Obsessive-Compulsive Disorder (OCD): Alterations in the WM tracts within the classic cortico-striato-thalamo-cortical (CSTC) circuitry, which has long been implicated in the pathogenesis of OCD [39], were always observed in the literature with DTI method. There have been reported that alterations of FA were observed in many brain regions of OCD patients, such as the anterior cingulate [12, 60], internal capsule [12, 73], white matter in the area superolateral to the right caudate [73], corpus callosum [57, 73], and the right inferior parietal and medial frontal regions [36], the bilateral semiovalcenter extending to the subinsular white matter [45]. However, the conclusions drawn from these current studies have been inconsistent. For example, findings in the FA of the anterior cingulate were particularly mysterious, showing higher values [12], lower values [60], or no changes [36, 45, 73] in OCD patients in comparison to normal subjects.

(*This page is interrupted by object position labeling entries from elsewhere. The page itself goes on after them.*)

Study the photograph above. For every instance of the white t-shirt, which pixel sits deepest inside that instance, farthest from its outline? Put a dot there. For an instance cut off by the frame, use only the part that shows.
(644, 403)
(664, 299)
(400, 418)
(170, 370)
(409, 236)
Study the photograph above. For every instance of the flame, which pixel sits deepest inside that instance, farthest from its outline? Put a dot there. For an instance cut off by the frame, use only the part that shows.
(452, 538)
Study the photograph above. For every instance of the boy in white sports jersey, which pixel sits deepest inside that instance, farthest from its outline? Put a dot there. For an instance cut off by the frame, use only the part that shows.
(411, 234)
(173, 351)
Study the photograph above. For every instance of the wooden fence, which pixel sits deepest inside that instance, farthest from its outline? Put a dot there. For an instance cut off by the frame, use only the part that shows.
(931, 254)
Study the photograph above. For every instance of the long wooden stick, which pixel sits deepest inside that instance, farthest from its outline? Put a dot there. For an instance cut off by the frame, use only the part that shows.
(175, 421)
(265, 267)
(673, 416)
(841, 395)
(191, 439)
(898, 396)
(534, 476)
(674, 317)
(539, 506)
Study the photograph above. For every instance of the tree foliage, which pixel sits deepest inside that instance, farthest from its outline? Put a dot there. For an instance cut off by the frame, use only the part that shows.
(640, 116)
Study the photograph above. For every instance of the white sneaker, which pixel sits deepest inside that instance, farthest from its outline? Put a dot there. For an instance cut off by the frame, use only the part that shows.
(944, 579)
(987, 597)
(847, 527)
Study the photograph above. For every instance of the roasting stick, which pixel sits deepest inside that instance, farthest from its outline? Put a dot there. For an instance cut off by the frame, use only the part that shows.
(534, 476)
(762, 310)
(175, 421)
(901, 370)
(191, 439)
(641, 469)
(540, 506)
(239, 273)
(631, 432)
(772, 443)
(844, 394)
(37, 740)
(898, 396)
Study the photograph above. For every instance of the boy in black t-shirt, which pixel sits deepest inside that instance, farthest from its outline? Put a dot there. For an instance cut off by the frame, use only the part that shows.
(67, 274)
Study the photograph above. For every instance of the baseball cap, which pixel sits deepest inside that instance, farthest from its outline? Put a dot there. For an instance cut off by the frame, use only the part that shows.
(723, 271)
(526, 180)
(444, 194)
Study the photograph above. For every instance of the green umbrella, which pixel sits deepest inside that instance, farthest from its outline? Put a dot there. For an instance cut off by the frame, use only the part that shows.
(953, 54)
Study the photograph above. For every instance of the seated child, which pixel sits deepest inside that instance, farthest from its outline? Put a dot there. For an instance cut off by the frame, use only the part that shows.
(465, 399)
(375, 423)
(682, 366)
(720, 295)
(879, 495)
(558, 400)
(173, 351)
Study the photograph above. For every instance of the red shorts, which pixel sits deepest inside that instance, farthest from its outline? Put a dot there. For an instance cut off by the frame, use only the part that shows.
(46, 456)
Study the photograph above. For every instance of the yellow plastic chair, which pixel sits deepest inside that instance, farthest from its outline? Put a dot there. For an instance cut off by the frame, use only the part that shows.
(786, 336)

Findings concerning the anterior thalamic radiations (ATR) seem to be inconsistent as well. Cannistraro et al. [12] reported an increased FA value in the left anterior limb of the internalcapsule, whereas Yoo et al. [73] found increases in FA in the superolateral area of the right caudate that were penetrated by the ATR. These divergent observations by the DTI could be caused by the notoriously complicated structure of the brain network , in which the presence of crossing fibers has been robustly demonstrated by the DSI-based tractography in both nonhuman primate and human [21, 58, 69]. Therefore, Chiu and his co-workers applied the GFA value to describe the microstructural integrity of the white matter tracts [15]. They found significantly lower mean GFA in the right ATR and the left the anterior segment of cingulum bundles in OCD subjects compared to the ATRs and cingulum bundles of normal controls. In addition to the GFA measure, asymmetry of the mean GFA between the left and right tracts was also calculated [15], which might provide a parsimonious explanation to the above discrepancy observed in different reports. Notwithstanding the new evidence, it requires further research to fully elucidate those apparent contradictory results. Besides that, more widespread WM abnormalities like the microstructural alterations in the fronto-basal pathways targeting the orbitofrontal cortex and the anterior cingulate cortex have been proposed to be involved in OCD [39]. Menzies and colleagues reported that the anatomical connectivity between lateral frontal and parietal regions was altered as well as microstructural abnormalities in intra-hemispheric bundles linking distinctive areas of the prefrontal cortex to posterior parietal and occipital association cortices [36].